Here he seems to think that parts of speech are interchangeable. “No one has ever been able to explain the clustering of talent that shows up at certain points in history: [for instance] the genius composers who arrived in Austria and Germany…”

Most assessments of the Astaire-Rogers duo have treated the latter as a lesser talent. Epstein tries to praise her and the results are hilarious:

Despite all the talk of Fred Astaire bringing “class” to the partnership, it might be closer to the truth to say that it was Ginger Rogers who brought class – specifically something of the lower middle or maybe even the working class. In pursuing Ginger Rogers in the movies they did together, Astaire may have been going a bit down-market, in the way that Charles Swann goes after Odette de Crecy, the cocotte of Marcel Proust’s great novel.
And also:

In a great many stills of the two dancing, one notes Astaire’s large hands around Rogers’s waist, rather like a short but firm leash, always in place lest she wander too far.
And then there’s this one:

[Rogers’s] kittenish sexiness, with a strong aroma of the witty behind it [WTF!], is what Fred Astaire needed to play against to show himself to greatest advantage…Ginger, as the name suggests, provided the perfect seasoning.
So, if I’ve got this right, Epstein’s idea of praising Ginger Rogers is to compare her to, by turns, a whore, a dog and a condiment.

This book is light and fluffy, and Epstein often struggles to come up with something profound to say about his subject. If, like me, you don’t know much about Fred Astaire, you’ll pick up some interesting information about him. I learned, for instance, that Astaire wore a toupé, that his shoe size was 8½, and that he was no shorter than 5’ 7” but no taller than 5’ 10” (it turns our that his exact height is in dispute (and I didn’t know that either!)).
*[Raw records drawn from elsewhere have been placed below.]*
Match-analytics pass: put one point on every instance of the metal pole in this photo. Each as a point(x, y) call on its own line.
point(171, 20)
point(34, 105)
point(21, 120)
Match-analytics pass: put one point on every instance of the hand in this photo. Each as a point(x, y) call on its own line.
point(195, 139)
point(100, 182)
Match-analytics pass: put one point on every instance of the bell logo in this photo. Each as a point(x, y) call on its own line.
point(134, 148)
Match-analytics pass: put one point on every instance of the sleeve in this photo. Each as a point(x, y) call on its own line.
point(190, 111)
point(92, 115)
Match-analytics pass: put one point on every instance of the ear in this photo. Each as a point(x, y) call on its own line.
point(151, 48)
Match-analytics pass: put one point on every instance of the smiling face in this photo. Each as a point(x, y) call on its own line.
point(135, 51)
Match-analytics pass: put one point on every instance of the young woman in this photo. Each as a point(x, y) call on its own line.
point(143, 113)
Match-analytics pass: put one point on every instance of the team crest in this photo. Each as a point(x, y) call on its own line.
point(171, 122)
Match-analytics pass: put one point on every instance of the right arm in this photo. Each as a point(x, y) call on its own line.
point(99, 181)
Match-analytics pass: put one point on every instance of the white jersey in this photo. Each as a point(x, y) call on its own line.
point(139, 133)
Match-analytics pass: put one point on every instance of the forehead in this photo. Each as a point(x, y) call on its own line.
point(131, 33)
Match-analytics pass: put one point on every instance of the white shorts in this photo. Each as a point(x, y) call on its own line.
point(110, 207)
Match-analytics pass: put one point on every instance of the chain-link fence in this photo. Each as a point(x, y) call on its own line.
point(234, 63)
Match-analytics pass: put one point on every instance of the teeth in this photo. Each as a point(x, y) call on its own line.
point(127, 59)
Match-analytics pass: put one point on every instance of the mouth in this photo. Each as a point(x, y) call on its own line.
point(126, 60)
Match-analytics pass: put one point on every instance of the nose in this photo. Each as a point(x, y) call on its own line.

I learned that when George Gershwin died the last word he uttered was: “Astaire.” (Are they sure it wasn’t: “Despair”?)

I also learned about Astaire’s early years when he and Adele were a famous dance team. She’s quite a character: coarse, foul-mouthed, beautiful and sexually precocious. At seventeen she admitted “I’ve already got quite used to people grabbing my fanny backstage – that is, when they weren’t all homos.” When she caught someone looking up her dress she asked him whether he saw “the ace of spades.” “Why the fuck shouldn’t I say what I feel?” she once replied when the prim Fred apologized for her behavior. In her mid-thirties she left the stage and married into the English aristocracy. But her spirit was undimmed: she once made a needlepoint cushion for Fred and his wife: one side depicted flowers, the other read simply “Fuck Off.”

This book, like most encomiums of movie stars, contains insight and idiocy in pretty equal measure (and I’ve given examples of the later) – but it does, nonetheless, contain insight. For example, Epstein makes some perceptive comments about the difference between Astaire’s charm and that of William Powell:
Contrast Fred Astaire with William Powell, whose suavity helped make the Thin Man movies so delightful. Powell in his movie persona is sophisticated in a way Astaire in his movie persona is distinctly not. Powell’s character is world-weary, properly cynical, looking forward only to another of his perfectly confected cocktails. Astaire breaks out the champagne from time to time, and in one of his movies (The Sky’s the Limit) he actually gets drunk, but his drunkenness turn out to be no more than an excuse to do a dance atop the bar. Like Astaire, Powell is always handsomely tailored, lives in starkly white plush apartments, drives flashy cars. But the good life, one might say, is all that is left to him, since he has previously seen the rest of life for what it really is. Powell’s lack of enthusiasm, his witty cynicism, are among the chief marks of his sophistication; Astaire, urbane yet not entirely sophisticated, retains his enthusiasm, for the girl, for the song, above all for the dance.
This pleasant little wisp of a book (published as part of the Icon series by Yale University Press) will make for a few hours of very entertaining reading. I only wish that it had been more lavishly illustrated, we only get two rather measly photographs. As for the text, I wouldn’t have them change one crazy word.